Suppose that $X$ ($n$ by $2$ matrix) follows a bivariate normal distribution $N(\mu,\sigma^2I)$, where $I$ is the $2\times 2$ identity matrix. How to find the maximum likelihood estimates of $\mu$ and $\sigma^2$?
Statistics – MLE of Multivariate (Bivariate) Normal Distribution
normal distributionstatistics
Best Answer
In your parametrization, the random variables $X_1$ and $X_2$ (where $X_i=[X_{i1},X_{i2}]$) are not correlated, therefore you can treat them independently (for each column of your matirx $X$), i.e. use the mean and sample variance as the estimators.

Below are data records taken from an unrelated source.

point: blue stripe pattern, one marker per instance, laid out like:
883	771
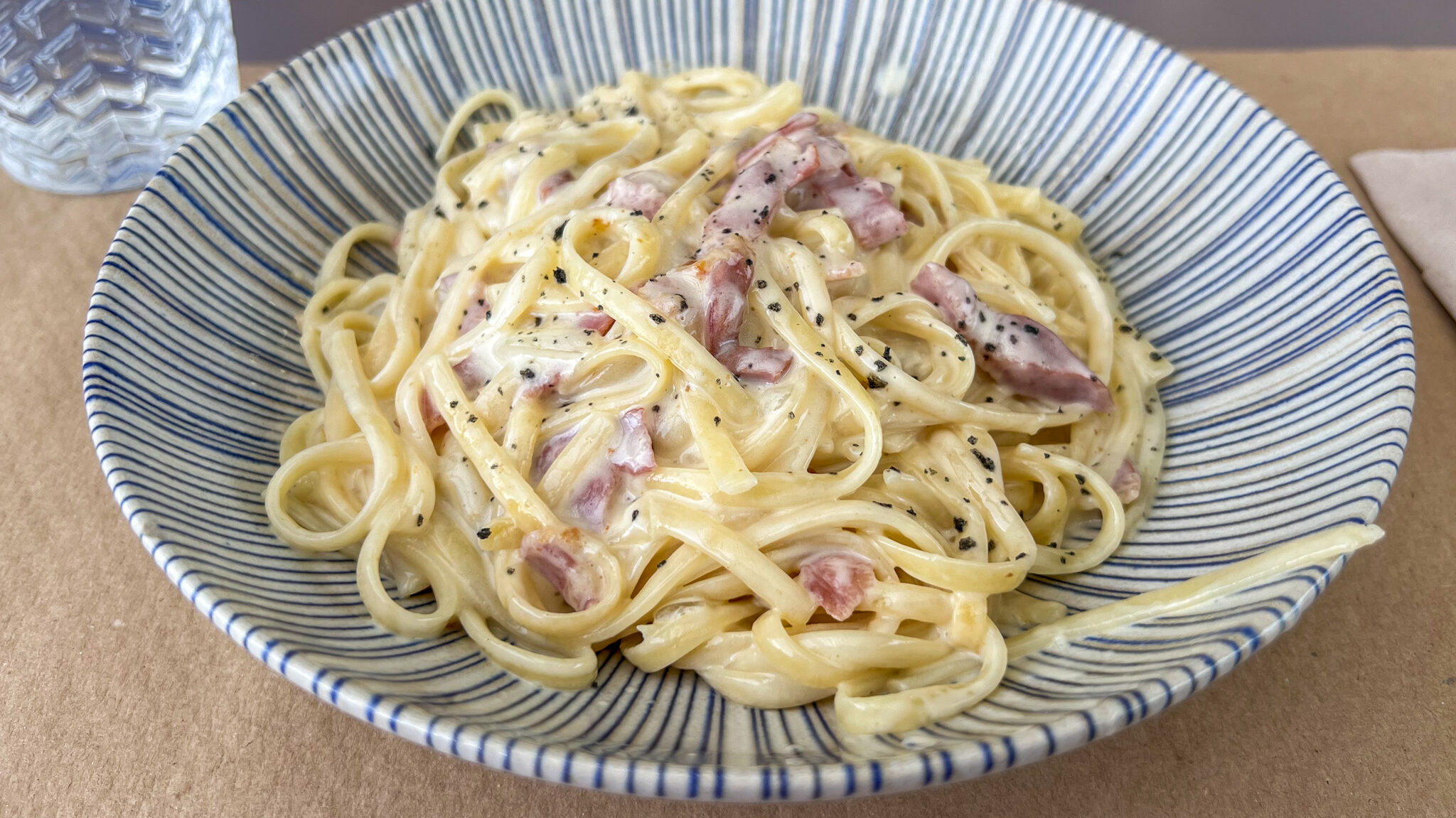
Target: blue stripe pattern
1233	247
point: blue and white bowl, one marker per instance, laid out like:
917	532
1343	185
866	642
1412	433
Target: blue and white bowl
1232	244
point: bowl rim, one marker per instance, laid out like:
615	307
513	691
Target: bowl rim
689	780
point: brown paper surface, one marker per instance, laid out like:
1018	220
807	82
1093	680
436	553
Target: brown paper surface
117	698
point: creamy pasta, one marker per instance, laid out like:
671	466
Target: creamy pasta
693	370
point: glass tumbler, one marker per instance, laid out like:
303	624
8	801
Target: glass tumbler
97	94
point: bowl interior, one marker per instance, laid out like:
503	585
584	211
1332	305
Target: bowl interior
1232	245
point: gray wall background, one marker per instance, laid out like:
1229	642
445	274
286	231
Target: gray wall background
277	29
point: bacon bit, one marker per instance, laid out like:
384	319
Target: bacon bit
430	414
643	190
555	183
1128	482
594	321
560	559
476	308
633	451
837	581
865	204
764	365
725	286
708	297
757	191
593	493
1021	354
852	269
550	451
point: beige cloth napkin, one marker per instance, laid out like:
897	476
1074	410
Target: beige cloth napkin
1414	193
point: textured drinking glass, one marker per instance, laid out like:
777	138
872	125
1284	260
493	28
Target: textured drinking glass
97	94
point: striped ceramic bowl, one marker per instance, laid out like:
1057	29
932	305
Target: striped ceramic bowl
1233	245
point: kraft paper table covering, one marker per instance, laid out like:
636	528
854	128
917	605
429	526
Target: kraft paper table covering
117	698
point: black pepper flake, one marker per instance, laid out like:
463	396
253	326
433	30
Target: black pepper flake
986	462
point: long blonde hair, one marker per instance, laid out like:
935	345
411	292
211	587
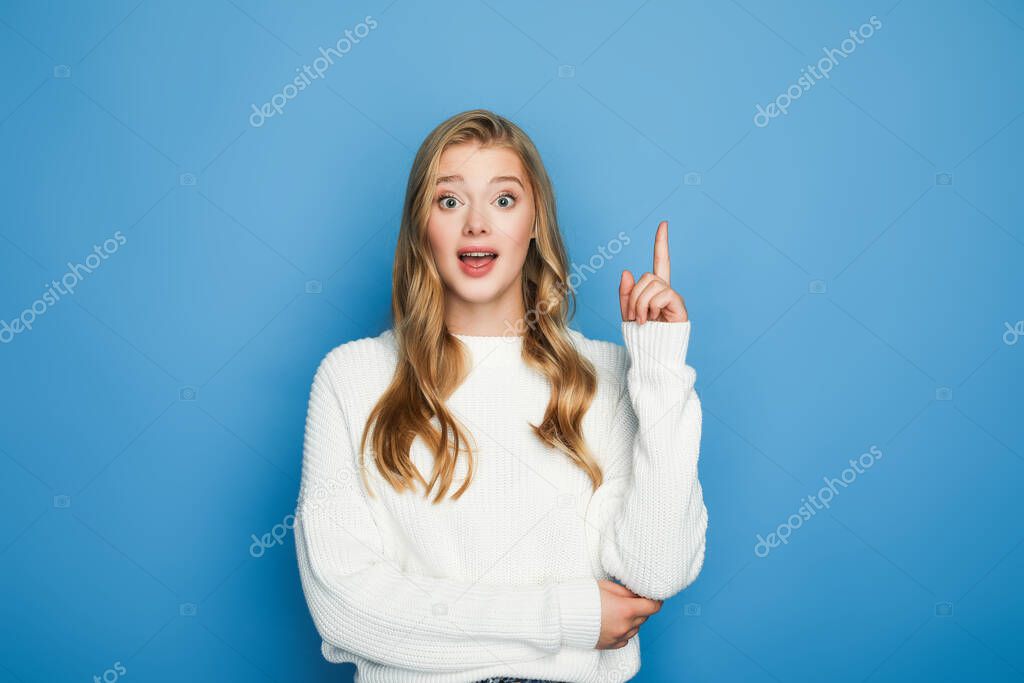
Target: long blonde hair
432	363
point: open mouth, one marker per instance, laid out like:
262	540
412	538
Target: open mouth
477	259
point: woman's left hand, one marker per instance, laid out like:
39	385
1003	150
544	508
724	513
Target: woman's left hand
651	298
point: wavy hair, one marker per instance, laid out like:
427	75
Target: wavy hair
432	363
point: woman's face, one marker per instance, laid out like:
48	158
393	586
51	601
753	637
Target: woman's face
481	203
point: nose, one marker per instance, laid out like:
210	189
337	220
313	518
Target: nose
475	223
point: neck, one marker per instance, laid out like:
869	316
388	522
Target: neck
501	317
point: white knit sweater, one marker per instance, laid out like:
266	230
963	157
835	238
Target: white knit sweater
504	581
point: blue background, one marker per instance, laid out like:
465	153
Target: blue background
851	269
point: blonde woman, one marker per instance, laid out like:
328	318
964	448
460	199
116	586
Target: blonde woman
475	476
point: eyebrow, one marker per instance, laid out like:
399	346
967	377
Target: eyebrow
497	178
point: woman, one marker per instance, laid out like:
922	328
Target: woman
556	462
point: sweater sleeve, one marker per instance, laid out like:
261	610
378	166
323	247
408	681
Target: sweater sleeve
363	602
649	512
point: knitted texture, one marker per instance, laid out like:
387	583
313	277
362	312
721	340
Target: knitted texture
502	582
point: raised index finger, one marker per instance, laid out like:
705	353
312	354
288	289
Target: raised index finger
662	268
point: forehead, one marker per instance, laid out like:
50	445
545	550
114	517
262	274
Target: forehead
473	162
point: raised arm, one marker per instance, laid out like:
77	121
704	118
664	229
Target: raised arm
649	512
363	602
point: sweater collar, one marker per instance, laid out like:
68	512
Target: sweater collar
492	349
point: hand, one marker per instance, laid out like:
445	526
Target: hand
651	298
622	613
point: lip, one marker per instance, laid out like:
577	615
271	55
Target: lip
483	269
468	248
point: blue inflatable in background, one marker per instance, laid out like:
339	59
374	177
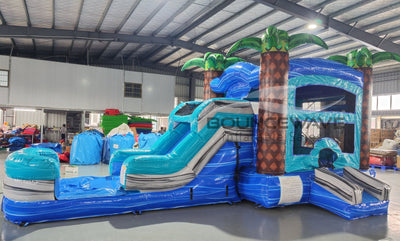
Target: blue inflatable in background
54	146
115	143
86	148
16	143
148	140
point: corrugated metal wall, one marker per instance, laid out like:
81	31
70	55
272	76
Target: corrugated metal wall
386	83
55	119
199	88
182	86
28	117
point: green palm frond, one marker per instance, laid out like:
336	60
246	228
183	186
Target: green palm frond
252	43
303	38
206	56
364	58
382	56
271	39
232	60
339	58
199	62
211	62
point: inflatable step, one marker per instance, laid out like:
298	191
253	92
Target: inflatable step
340	186
370	184
28	190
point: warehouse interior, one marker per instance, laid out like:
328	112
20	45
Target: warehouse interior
68	62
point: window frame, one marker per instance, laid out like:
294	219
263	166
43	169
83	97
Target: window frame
8	78
133	88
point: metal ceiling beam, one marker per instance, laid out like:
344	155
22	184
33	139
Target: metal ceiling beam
166	55
142	25
103	16
4	22
374	13
244	26
340	52
319	6
76	26
236	15
349	8
180	58
149	17
343	28
203	18
193	25
170	19
319	49
123	22
28	20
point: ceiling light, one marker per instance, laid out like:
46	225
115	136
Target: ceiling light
312	26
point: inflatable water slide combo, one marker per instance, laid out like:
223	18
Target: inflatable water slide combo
208	156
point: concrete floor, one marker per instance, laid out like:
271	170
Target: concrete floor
242	221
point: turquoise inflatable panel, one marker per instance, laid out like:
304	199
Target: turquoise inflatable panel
33	164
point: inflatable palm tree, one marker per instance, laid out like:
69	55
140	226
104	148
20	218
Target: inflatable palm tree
363	60
214	65
274	70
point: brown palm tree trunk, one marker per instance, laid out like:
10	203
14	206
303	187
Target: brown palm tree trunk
366	118
208	76
271	139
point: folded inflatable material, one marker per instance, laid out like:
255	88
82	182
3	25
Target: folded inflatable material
146	141
28	190
33	164
370	184
86	148
115	143
209	189
122	129
341	187
87	187
195	165
54	146
164	145
370	206
273	191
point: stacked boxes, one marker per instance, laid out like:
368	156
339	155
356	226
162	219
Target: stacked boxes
109	122
141	125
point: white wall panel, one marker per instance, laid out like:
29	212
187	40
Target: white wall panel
62	86
55	119
133	77
3	96
66	86
158	93
4	65
4	62
28	117
133	105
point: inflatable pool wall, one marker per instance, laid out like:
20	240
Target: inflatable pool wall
207	156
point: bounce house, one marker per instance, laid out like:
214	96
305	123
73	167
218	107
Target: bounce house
208	156
284	133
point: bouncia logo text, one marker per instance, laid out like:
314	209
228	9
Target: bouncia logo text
277	122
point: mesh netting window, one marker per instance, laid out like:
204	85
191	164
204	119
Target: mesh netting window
133	90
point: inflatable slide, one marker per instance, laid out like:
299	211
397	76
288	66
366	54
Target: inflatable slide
196	162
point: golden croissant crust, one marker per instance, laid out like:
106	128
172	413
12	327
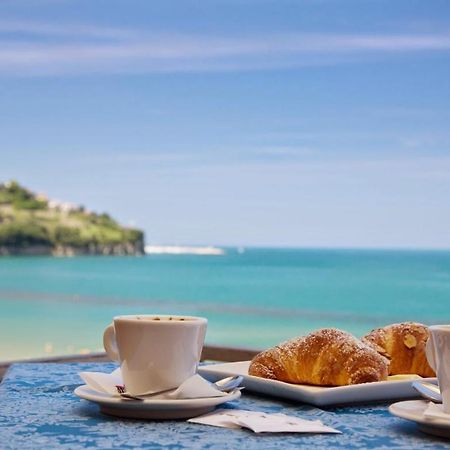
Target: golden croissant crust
404	345
326	357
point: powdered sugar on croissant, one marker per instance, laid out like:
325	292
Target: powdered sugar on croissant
404	345
326	357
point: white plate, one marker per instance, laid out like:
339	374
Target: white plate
316	395
155	407
413	410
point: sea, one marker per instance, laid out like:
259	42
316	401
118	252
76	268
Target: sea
252	298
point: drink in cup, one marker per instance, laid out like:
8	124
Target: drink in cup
156	352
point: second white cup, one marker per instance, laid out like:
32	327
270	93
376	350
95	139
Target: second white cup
438	356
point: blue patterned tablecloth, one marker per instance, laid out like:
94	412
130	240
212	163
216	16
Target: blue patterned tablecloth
38	410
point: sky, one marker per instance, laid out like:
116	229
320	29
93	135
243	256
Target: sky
309	123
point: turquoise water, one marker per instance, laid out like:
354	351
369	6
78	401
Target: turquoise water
53	306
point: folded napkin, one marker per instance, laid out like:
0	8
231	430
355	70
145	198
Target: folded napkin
261	422
436	411
193	387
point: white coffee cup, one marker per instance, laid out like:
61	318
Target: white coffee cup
438	356
156	352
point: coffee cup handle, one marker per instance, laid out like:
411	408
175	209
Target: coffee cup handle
109	342
429	351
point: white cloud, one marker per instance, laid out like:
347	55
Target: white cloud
45	48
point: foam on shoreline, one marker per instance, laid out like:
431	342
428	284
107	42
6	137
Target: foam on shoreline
182	250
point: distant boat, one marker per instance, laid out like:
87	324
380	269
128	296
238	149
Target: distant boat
182	250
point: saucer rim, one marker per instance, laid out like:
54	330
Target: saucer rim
87	393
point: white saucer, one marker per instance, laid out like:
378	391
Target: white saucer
413	410
155	407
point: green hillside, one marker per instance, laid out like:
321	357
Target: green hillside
31	223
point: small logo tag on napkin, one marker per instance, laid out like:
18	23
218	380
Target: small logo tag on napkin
112	384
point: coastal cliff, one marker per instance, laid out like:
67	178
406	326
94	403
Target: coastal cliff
32	224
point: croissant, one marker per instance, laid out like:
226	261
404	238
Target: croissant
404	345
326	357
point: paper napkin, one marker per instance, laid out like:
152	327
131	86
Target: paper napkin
436	411
260	422
193	387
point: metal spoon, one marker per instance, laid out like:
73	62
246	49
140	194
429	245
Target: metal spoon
428	390
224	385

In additions: If you change your parametrization, and allow a full covariance matrix $\Sigma$ then you can use the following estimator:
$\Sigma=\frac{1}{n-1}\Sigma_{i=1}^n (X_i-\bar{X})((X_i-\bar{X}))^T$
where $X_i=[X_{i1},\ldots,X_{im}]^T$ is the $i$th column of matrix $X^T$ and $\bar{X}=\frac{1}{n}\Sigma_{i=1}^n X_i$ is your sample mean.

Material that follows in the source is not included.